Wij blijven zeggen dat wij consistentie over het algemeen belangrijk vinden. Opvattingen veranderen, coalities veranderen en stellingnames veranderen. Toch is het op zichzelf aanbevelenswaardig indien partijen in dit huis enige mate van consistentie aan de dag leggen. Om die reden heeft mijn fractie iets minder dan een jaar geleden het voorstel van de minister gesteund om de kinderbijslag niet te indexeren. Daarmee ging een bezuiniging van welgeteld 12 miljoen euro gepaard. Om dat nog even in perspectief te plaatsen, merk ik op dat dit minder dan 3% betreft van waarover het vandaag gaat, als ik het goed heb uitgerekend. Wij gaven deze steun onder meer omdat wij het voorstel vonden getuigen van consistentie. Eerdere pogingen om niet te indexeren hebben wij namelijk altijd gesteund. De VVD, de PvdA, D66, SP en GroenLinks zijn in hun overigens verschillende stellingnames ook altijd consistent geweest als het gaat om hun opvattingen over indexeren. Dat leek ons dus ook verdedigbaar, totdat iemand mij kort na dat debat op een tweet van senator Kuiper wees. Hij was na dat debat niet weg te slaan van Twitter. Hij twitterde onder meer onder de hashtag "gezinspartij": onbegrijpelijk, CDA stemt in met bezuiniging. Van die terechtwijzing zijn wij natuurlijk geschrokken, net zoals wij geschrokken waren van de harde woorden van de heer Ester in dat debat. Kennelijk hadden wij niet goed opgelet en onderschatten wij die consistentie. Wij zullen de terechtwijzing manmoedig dragen en haar betrekken bij de ten aanzien van dit wetsvoorstel te maken afweging. Het is goed om te constateren dat er een troost is voor de altijd zo belangrijke duidelijkheid in dit debat: de ChristenUnie maakt zo meteen vermoedelijk gehakt van dit wetsvoorstel.

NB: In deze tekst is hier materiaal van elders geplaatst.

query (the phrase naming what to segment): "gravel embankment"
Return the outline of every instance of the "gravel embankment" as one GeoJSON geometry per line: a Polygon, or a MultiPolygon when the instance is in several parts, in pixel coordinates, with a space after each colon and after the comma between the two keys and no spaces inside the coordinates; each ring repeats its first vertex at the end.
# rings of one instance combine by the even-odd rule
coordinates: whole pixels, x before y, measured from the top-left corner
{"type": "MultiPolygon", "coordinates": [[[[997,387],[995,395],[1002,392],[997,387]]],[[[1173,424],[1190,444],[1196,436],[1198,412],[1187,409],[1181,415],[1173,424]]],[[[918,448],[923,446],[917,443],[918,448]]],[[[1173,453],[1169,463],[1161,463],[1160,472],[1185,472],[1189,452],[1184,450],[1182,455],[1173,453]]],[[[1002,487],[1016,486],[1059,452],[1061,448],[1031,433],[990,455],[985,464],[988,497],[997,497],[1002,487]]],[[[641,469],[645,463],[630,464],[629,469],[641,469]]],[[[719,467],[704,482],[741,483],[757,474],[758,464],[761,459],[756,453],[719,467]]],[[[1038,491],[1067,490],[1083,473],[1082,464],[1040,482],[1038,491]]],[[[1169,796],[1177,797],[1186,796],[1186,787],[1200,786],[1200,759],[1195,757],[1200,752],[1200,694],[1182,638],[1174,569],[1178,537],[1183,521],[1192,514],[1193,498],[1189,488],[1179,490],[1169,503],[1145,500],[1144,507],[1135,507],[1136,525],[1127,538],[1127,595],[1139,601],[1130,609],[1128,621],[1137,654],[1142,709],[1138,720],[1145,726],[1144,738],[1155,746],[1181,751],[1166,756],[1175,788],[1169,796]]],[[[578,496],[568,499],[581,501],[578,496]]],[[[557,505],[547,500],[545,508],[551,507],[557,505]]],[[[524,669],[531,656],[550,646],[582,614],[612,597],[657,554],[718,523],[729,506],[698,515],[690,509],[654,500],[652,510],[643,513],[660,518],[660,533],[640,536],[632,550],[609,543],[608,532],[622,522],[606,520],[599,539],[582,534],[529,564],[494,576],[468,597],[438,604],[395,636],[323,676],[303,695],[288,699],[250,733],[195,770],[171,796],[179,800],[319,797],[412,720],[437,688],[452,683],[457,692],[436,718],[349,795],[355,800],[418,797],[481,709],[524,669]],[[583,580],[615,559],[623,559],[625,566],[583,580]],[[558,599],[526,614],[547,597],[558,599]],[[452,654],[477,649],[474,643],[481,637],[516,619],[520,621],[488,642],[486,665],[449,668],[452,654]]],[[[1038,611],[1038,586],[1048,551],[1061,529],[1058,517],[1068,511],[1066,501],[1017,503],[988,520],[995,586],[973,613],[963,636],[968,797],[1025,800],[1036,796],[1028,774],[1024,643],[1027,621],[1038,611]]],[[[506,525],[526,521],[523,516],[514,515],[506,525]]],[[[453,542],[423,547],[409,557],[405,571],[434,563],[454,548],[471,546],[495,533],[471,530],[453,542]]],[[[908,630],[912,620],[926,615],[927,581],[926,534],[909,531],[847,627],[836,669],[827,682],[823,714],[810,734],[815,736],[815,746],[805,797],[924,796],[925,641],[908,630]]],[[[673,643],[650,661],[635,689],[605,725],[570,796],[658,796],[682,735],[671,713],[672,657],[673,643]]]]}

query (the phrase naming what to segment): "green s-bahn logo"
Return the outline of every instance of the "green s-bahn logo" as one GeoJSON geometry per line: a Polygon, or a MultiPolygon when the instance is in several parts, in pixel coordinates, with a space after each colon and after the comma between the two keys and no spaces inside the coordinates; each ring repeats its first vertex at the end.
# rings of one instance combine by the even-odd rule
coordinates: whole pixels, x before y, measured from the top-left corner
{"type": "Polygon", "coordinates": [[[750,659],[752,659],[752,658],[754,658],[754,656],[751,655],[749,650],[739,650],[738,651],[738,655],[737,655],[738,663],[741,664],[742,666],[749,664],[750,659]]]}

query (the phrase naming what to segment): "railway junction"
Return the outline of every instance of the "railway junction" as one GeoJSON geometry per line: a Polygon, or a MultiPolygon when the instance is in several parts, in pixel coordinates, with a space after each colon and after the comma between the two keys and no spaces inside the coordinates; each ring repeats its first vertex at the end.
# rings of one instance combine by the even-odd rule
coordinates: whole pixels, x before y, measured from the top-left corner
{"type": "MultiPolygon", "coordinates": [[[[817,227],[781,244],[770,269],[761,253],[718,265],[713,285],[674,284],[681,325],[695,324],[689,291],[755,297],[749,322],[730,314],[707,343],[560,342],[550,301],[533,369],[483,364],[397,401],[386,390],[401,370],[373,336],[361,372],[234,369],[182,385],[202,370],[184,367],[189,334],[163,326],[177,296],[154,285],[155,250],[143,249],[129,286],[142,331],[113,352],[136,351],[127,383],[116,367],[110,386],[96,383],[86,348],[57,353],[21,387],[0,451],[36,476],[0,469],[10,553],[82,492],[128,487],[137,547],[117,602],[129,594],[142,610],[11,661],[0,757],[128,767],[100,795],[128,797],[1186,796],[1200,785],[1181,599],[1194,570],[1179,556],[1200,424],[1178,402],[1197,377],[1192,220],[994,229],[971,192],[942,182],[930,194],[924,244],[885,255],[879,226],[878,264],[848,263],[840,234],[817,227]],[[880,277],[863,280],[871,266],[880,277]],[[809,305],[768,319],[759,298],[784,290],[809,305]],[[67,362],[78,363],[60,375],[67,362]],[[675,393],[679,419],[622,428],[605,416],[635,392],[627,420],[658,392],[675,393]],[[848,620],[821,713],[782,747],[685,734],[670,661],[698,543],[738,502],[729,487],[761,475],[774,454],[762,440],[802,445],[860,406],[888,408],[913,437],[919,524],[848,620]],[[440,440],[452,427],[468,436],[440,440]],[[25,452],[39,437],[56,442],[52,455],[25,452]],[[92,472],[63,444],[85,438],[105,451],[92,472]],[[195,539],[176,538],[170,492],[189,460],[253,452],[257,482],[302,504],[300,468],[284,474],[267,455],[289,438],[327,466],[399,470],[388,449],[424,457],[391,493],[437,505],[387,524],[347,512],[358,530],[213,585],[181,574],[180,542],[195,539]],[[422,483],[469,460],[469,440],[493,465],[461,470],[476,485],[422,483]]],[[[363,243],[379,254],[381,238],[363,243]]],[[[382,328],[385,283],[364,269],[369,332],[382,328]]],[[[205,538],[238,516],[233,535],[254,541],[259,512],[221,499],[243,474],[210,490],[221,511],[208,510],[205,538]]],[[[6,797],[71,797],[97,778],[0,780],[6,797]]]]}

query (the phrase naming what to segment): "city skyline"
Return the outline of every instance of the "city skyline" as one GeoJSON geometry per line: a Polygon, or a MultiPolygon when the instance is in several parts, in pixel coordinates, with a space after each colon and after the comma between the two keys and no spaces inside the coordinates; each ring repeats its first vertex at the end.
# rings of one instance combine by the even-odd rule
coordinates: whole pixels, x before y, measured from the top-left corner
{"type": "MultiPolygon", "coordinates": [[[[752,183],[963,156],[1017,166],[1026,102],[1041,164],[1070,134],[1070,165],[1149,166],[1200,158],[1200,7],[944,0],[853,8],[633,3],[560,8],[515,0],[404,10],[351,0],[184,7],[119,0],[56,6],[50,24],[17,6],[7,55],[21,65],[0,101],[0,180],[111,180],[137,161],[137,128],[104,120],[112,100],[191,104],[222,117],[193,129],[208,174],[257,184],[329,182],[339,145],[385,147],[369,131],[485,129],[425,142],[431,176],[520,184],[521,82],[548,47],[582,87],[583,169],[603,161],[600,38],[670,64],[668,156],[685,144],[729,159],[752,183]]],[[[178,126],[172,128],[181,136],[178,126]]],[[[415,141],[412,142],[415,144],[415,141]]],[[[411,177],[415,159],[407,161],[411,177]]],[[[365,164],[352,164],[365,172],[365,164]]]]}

Mijn conclusie is dat wie vindt dat gezinnen ondersteuning behoeven, wie wil dat de kindregelingen worden hervormd, wie het van belang vindt dat de overheidsfinanciën op orde worden gebracht en wie bovendien hecht aan consistentie, vandaag goed bij de les moet blijven. Dat moet gezegd. In het wetsvoorstel zit namelijk spanning tussen al die elementen. Het bevat verstandige en in onze ogen onverstandige elementen. Het bevat zuur en het bevat zoet. Het bevat redelijk goed nieuws voor de schatkist, matig nieuws voor sommige groepen gezinnen en ronduit slecht nieuws voor sommige andere groepen gezinnen. Daarbij moet wel worden aangetekend dat de effecten voor de schatkist over het algemeen meevallen. Misschien moet ik juist zeggen: tegenvallen. De impact op gezinnen valt in het algemeen ook wel mee. Het is geen echte hervorming. Dat is jammer. Het is wel een versimpeling. Dat is goed. Het voorstel schiet op sommige punten te ver door, op andere punten tekort en op weer andere gaat het in de goede richting. Wij zijn er nog niet over uitgedacht en betrekken de beraadslaging van vandaag dan ook nadrukkelijk bij onze afweging. Zoals gebruikelijk, kijken wij uit naar de beantwoording van de minister, in het bijzonder van de twee door mij gemarkeerde punten betreffende Divosa en ouders met gehandicapte kinderen.